La Déconfiture - Tome 1
de Pascal Rabaté

critiqué par Blue Boy, le 3 décembre 2016
(Saint-Denis - - ans)


La note:  étoiles
Le grand théâtre burlesque de l’exode
Juin 1940. La débâcle jette sur les routes de France des milliers de civils, alors que l’armée française est en pleine déroute face aux Allemands. Tous les repères sont bousculés et chacun vit au jour le jour sous les assauts aériens de la Luftwaffe. A travers le quotidien d’un simple bidasse, Pascal Rabaté nous raconte cet épisode chaotique de la Seconde guerre mondiale.

A la fois dessinateur et scénariste (pour les autres ou pour lui-même), l’auteur d’ « Ibiscus » et des « Petits ruisseaux » fait ici cavalier seul. On suit le personnage de Videgrain, un bidasse français tentant de sauver sa peau au milieu du chaos généralisé, qui voit soldats et civils se croiser sur la route de la débâcle. Les militaires ont pour seule tâche, entre deux parties de cartes, d’enterrer les cadavres victimes des bombardements, sous les braillements d’un supérieur grotesque. Malgré cela, la vie continue, l’ennui s’installe et les hommes finissent par s’habituer à un quotidien où la mort est omniprésente, comme dans un gigantesque pique-nique forcé, miroir macabre des congés payés apparus quelques années plus tôt dans une France qui croyait alors au progrès social. Pascal Rabaté a choisi de traiter son récit sous l’angle de l’humour, avec des scènes où le burlesque amène parfois un peu de légèreté dans ces instants terribles.

Le dessin noir et blanc s’inscrit dans un style à la fois réaliste et minimaliste.

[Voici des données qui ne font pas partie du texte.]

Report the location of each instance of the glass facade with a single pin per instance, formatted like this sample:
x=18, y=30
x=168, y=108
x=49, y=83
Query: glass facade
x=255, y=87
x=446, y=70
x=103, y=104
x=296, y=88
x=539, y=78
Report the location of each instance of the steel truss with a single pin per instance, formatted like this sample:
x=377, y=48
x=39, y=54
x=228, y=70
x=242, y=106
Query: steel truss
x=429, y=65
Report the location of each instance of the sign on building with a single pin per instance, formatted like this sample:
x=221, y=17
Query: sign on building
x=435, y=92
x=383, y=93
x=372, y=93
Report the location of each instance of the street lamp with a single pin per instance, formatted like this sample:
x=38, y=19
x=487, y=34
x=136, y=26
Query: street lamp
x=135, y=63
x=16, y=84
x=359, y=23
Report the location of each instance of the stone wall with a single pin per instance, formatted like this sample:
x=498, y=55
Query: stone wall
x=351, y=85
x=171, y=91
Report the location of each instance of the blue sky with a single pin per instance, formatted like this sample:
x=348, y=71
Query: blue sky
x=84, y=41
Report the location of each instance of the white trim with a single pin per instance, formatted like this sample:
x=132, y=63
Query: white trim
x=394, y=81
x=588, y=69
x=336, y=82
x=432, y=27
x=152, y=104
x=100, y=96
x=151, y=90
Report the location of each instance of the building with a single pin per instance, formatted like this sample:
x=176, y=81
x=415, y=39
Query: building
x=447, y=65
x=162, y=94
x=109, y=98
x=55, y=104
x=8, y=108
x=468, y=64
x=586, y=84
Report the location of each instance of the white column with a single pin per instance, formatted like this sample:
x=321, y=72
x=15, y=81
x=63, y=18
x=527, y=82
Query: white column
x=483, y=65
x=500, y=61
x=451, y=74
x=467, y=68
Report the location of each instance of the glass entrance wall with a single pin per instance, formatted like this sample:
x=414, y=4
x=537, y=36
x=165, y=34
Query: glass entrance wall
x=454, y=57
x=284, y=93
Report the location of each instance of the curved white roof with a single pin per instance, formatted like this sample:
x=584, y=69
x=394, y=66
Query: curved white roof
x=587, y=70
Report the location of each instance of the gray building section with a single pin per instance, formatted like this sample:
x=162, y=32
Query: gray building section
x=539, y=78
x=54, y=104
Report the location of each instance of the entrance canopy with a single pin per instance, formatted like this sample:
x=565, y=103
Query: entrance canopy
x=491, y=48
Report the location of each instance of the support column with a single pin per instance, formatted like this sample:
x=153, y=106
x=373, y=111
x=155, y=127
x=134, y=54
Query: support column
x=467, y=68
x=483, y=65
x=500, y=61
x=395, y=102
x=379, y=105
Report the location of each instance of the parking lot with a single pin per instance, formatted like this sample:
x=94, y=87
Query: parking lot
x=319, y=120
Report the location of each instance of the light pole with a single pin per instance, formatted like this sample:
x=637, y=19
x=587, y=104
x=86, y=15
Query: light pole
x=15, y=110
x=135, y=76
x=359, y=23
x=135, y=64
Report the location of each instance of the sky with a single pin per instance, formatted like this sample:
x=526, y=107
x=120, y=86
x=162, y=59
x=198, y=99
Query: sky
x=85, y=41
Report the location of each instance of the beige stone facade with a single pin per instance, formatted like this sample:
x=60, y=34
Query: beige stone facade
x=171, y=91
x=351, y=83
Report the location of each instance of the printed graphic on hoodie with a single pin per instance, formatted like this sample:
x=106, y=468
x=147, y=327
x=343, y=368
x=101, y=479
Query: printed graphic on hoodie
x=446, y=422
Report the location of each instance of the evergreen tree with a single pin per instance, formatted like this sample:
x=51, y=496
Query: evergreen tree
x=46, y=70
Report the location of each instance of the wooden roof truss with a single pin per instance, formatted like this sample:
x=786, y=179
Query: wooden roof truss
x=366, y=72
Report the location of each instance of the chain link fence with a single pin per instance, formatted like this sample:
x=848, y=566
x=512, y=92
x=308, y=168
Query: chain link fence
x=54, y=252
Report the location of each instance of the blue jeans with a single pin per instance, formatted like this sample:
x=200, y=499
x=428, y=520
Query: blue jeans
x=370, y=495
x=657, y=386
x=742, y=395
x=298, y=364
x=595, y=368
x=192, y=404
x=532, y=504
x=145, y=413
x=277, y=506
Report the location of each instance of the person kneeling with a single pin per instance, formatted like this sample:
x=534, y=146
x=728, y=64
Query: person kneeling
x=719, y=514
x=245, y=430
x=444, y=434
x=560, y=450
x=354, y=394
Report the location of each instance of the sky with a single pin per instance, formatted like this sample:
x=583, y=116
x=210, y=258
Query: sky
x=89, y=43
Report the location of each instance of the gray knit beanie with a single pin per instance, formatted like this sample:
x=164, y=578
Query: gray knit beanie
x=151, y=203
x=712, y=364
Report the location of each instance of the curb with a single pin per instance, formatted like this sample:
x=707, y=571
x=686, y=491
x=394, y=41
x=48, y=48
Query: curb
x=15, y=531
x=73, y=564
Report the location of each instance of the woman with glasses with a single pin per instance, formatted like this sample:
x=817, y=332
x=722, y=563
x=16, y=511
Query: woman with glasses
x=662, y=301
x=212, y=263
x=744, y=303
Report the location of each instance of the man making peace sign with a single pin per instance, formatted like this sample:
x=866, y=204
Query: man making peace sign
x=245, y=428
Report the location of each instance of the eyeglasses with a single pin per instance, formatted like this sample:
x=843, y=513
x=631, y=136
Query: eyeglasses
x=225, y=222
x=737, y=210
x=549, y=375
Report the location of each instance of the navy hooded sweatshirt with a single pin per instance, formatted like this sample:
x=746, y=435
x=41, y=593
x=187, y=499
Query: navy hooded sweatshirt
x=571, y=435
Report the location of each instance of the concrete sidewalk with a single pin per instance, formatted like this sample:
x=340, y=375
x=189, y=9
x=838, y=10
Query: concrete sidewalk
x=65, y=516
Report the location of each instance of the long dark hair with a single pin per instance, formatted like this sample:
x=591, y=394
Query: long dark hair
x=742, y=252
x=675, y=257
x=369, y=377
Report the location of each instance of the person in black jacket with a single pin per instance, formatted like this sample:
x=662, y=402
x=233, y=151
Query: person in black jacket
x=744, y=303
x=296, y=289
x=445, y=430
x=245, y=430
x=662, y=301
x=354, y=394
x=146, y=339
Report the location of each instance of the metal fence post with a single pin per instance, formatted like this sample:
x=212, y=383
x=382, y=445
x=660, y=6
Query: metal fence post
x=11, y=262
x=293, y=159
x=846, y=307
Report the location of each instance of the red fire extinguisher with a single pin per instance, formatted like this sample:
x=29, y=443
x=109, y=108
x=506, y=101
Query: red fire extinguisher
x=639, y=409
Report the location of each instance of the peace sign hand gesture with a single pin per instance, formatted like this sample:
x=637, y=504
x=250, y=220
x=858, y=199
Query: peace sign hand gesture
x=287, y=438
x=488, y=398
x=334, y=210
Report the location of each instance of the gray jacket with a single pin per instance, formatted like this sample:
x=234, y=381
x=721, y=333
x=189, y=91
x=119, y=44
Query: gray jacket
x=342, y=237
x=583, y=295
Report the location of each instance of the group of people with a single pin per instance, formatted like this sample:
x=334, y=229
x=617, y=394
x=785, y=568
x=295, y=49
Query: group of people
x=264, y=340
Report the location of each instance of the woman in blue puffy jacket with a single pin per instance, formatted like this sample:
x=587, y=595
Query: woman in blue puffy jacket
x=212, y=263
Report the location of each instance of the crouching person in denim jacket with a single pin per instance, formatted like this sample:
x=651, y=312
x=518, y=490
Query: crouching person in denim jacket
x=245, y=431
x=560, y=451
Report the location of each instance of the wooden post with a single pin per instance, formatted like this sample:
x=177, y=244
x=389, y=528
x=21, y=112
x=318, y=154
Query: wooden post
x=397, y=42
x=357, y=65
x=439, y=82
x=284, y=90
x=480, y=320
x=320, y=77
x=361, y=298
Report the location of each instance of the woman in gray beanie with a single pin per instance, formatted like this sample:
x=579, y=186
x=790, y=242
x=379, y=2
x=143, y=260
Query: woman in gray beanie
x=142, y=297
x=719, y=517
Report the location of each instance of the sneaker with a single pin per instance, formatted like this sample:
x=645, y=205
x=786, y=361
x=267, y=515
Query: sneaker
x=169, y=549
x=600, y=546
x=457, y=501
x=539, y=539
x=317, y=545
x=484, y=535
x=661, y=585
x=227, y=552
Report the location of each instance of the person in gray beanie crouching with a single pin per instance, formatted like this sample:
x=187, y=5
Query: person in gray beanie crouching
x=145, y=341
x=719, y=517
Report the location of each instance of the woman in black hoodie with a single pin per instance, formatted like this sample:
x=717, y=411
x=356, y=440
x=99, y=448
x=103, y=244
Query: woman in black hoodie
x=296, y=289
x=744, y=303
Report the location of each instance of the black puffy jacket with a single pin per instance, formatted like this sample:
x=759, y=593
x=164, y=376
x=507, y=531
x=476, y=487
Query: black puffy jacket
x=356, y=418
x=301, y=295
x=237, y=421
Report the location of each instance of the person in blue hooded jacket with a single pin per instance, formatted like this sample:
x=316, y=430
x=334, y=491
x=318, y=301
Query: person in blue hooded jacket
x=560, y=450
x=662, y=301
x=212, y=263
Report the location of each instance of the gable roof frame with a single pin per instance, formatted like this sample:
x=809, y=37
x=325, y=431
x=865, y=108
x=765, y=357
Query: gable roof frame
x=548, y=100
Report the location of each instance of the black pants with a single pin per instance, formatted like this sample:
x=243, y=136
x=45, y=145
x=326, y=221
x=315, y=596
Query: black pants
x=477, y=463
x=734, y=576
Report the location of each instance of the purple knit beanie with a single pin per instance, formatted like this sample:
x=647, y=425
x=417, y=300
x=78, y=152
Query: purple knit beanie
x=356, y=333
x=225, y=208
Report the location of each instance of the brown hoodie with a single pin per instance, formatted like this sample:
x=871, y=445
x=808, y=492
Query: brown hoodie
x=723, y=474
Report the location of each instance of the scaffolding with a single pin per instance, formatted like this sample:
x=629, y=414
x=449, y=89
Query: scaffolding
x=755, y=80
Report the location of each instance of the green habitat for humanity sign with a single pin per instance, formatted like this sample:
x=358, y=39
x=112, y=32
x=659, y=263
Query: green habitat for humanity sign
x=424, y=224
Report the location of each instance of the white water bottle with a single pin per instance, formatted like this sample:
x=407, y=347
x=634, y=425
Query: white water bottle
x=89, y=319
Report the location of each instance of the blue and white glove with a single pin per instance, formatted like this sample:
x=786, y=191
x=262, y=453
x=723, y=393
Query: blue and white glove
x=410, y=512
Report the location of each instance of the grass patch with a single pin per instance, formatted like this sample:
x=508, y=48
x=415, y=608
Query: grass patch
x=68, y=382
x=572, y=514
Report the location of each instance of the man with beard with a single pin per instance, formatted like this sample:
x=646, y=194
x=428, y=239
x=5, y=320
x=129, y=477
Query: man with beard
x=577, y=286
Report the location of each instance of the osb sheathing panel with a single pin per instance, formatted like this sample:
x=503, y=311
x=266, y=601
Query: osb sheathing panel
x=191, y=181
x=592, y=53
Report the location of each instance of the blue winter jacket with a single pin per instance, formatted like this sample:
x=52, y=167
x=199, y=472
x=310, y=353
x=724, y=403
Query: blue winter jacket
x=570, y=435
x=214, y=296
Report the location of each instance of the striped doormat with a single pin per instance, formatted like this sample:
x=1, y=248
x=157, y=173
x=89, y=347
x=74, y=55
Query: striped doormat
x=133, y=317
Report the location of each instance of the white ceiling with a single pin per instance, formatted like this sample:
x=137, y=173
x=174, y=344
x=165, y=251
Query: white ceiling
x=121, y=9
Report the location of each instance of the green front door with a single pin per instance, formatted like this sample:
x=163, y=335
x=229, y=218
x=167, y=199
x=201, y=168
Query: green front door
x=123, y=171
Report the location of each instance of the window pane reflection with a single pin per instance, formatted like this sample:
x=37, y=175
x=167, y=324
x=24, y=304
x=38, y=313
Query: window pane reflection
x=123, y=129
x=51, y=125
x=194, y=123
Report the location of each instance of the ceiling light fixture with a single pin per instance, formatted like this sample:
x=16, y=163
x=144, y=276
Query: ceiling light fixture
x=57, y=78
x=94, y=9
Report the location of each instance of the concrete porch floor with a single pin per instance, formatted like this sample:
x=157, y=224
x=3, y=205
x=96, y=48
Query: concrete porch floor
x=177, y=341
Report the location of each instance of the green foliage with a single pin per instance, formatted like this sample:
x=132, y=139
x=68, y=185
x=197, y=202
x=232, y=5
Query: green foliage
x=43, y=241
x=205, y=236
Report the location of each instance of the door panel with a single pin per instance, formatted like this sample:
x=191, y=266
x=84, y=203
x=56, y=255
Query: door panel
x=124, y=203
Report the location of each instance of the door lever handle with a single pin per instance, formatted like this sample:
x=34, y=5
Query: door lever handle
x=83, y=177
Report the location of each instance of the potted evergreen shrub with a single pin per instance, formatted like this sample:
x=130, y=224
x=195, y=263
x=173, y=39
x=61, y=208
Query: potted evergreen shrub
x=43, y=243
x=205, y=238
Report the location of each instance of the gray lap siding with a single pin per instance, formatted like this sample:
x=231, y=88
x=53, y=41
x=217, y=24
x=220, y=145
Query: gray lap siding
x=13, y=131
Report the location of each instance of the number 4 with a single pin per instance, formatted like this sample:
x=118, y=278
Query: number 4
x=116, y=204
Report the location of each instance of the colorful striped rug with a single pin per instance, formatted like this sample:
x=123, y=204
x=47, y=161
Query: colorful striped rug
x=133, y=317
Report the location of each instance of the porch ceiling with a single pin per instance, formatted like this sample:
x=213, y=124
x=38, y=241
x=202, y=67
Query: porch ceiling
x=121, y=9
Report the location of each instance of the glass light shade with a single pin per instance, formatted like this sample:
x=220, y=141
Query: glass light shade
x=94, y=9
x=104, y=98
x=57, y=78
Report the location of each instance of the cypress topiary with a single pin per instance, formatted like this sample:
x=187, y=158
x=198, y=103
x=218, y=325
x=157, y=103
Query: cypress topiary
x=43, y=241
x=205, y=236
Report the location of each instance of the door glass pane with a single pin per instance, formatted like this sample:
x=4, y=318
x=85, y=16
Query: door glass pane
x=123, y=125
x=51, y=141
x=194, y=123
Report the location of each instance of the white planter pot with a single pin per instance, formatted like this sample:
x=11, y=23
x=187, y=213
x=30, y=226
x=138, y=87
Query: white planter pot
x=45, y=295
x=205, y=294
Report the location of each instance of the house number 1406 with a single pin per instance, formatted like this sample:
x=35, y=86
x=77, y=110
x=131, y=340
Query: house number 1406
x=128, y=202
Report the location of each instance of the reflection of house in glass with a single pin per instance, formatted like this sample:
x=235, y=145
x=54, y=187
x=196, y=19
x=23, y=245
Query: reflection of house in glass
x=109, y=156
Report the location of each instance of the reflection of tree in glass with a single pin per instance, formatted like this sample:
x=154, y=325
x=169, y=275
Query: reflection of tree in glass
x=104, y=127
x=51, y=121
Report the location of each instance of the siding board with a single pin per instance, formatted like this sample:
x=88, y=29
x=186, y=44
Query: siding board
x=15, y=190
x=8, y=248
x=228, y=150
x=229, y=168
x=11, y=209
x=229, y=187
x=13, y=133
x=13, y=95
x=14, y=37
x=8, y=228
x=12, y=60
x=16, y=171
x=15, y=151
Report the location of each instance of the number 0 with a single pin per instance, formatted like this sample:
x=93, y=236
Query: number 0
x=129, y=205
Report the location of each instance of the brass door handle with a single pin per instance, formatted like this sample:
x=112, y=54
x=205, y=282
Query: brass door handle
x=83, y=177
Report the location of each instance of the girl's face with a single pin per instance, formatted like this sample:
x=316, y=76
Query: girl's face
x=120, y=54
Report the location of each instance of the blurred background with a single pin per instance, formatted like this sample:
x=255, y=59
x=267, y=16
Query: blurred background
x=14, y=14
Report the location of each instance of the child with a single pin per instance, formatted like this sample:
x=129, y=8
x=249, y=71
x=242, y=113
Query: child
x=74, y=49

Visant l’essentiel, Rabaté sait parfaitement croquer les attitudes et les caractères de ses personnages même si on peut parfois regretter qu’un trait assez relâché empêche une identification aisée, car la plupart, bien qu’anecdotiques, sont assez nombreux dans l’histoire. L’auteur recourt souvent à des styles différents, réussi avec « Ibicus » et sa technique au lavis, acerbe et proche de la caricature avec ses premières œuvres, mais parfois peu engageant esthétiquement comme ici. Très libre dans ses choix graphiques, Rabaté se fiche bien de faire joli, car il sait que quand on est talentueux, on peut se permettre d’être un brin paresseux.

Au final, cette première partie ne parvient pas vraiment à convaincre, comme si elle semblait contaminée par l’ennui et l’indolence propre au contexte du récit. La lecture reste fluide, mais une certaine nonchalance caractérisant la narration aussi bien que le dessin décourage toute implication véritable de la part du lecteur. Du coup, on reste déçu car on était en droit d’en attendre plus de la part d’un auteur comme Rabaté. Reste à voir si ce dernier redressera la barre avec la deuxième partie.